Re: Use case: federatedAnnotFoaf (and a bit about queries in RDF)

On Mar 24, 2004, at 14:45, ext Eric Prud'hommeaux wrote:

>
>
> Patrick asserts that use case federatedAnnotFoaf is out of scope (look
> for XXX below). I intended it to me a fairly detailed example of a
> fedarated query; one we could use to track what information (and
> expressivity) is needed where in order to do such federation. I would
> like to hear from others in the WG on this.

Let me clarify my position here.

I believe that (a) the machinery of managing/orchestrating a
federated/distributed query is out of scope, but (b) a standardized
query solution such as specified by DAWG can nonetheless facilitate
execution of a federated/distributed query by reducing the burden
on the agent managing/orchestrating the execution of such a
federated/distributed query.

However, the details of the managment/orchistration is, IMO, out of
scope, and therefore the bulk of your example, which detailed what
happened after the initial DAWG conformant server recieved the query
and before it returned the results should, insofar as the DAWG
recommendation is concerned, be fully opaque to the DAWG spec. That was
the main point I was trying to make with my 'XXX' notation.

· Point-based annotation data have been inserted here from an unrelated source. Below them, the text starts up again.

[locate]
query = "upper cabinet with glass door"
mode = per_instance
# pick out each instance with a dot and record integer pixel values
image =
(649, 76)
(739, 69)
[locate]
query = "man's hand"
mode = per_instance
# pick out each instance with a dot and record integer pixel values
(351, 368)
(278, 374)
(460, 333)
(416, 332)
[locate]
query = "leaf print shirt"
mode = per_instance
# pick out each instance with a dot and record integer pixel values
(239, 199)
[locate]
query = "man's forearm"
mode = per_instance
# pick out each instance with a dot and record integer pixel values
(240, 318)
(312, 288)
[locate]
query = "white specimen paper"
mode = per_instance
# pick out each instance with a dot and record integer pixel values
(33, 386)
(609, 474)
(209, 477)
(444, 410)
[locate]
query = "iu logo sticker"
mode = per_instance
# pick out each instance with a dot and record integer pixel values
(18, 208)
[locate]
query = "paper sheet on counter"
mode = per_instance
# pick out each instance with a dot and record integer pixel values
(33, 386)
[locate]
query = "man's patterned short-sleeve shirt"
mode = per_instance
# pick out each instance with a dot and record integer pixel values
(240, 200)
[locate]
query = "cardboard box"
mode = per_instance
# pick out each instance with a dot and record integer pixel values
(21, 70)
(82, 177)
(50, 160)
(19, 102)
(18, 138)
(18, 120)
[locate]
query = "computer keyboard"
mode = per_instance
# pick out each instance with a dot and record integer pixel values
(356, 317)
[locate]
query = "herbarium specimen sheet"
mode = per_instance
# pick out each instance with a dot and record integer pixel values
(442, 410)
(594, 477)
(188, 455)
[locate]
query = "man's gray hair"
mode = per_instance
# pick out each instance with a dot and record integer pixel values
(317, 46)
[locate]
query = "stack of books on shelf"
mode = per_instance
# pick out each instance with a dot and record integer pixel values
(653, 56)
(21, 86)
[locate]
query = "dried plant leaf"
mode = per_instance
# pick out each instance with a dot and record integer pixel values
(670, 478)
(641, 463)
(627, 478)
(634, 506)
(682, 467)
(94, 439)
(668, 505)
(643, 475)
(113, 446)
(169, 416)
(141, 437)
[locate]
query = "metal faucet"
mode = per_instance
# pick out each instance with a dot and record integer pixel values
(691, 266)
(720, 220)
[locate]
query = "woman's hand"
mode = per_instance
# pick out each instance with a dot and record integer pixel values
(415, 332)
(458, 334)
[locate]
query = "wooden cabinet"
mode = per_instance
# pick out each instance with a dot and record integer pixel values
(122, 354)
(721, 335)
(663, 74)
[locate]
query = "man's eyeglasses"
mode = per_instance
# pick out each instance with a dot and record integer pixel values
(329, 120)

Now, if you had a use case which highlighted how a consistent,
standardized DAWG solution facilitates the management/orchestration
of a federated query executed accross multiple DAWG compliant
knowledge sources -- with a clear indication that the machinery
specific to the management/orchestration of the distributed
query is itself out of scope, then fine, I'm all for that.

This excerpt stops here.